One rash and stupid act by the MacOaf and she was on the verge of losing everything. He’d taken everything she had been fighting to save and put it just out of her reach. She punched a fist into her other hand as she walked. She had to get back. She had to.
If she could return before too much time had passed, she could make an excuse about her disappearance.
What kind of excuse? She paced again, thinking of lies. She stopped and struck a pose she thought she liked. She cast a quick glance in the mirror on a wall.
Too stiff.
She rolled her shoulders back and raised her chin to an elegant and confident level.
Much better. “Why, John, dear!” she said with a swipe of a raised and elegantly graceful hand—the same gesture used to greet guests you wanted to impress. “You won’t believe what happened!”
She froze in that stance for a moment before her posture crumpled. Then what could she say? She wandered around the room in a circle, thinking.
What to say? What tosay? God knows she could not tell the truth. She could just see his face. “Well, John, dear, you see this enormous Scot came and snatched me away, then locked me in his home.”
She’d have no reputation left. Her reputation was all she had. John Cabot would never marry her if he knew she’d been kidnapped. That would be just too scandalous.
She had to escape, come up with some excuse. Perhaps she could tell him she had gone after Amy Emerson. Yes, that would work.
Two women alone. That took care of a chaperon. She nodded. Then she could come up with something heroic to work on John’s sympathy. She would have to repair the damage to his ego. After all, she hadn’t shown up to meet him. Heroism was good for sympathy. Sacrifice and all that sappy rot would certainly work. He was, after all, a man. Men respected heroism.
Within a few minutes she had her plan, complete with the sympathy element. She rubbed her hands together, then crossed over to the woodstove in the corner of the room and warmed her hands and feet.
The room had slick slate floors that were icy when you didn’t walk on the rug. She looked around her. The room was surprisingly large and convenient.
There was plumbed water and taps. A surprise. She’d thought of these coastal islands as backward, places that only had one-room fishermen’s shacks filled with dead fish and dust. Outhouses and earth toilets. Rickety moorings and wrecked pieces of ships.
A large copper water vat stood in the corner near the stove, and pipes snaked out it and ran to the sink set in a knotted pine cabinet and onto the huge porcelain-lined tub.

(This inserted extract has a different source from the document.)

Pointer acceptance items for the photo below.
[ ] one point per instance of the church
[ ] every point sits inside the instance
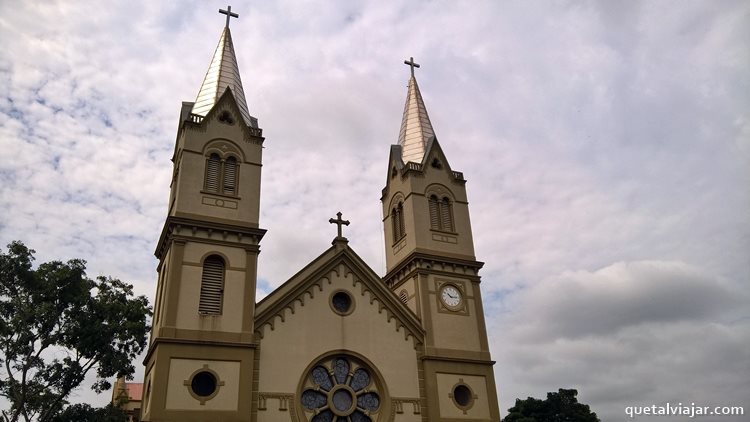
(336, 342)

There was a linen closet she had first thought was a door to an adjoining room. Inside the closet were thick bathing towels stacked in a neat orderly fashion, every one aligned with the next.
Considering what she had seen of the house, which wasn’t much, she’d thought the place was a huge sty. But this room was spotless. The house seemed to be a strange mix of mess and order.
But right now, to her, it was just a prison. She felt too blasted helpless, unable to do anything but pace the room and think. She wanted to act, not think. She wanted to get away. She wanted to get home.
She stared at the locked door for a long time, then searched the room for something to jimmy the lock. As she looked around she caught a reflection of herself. The image was enough to make her cry—if she were one to cry. She wasn’t.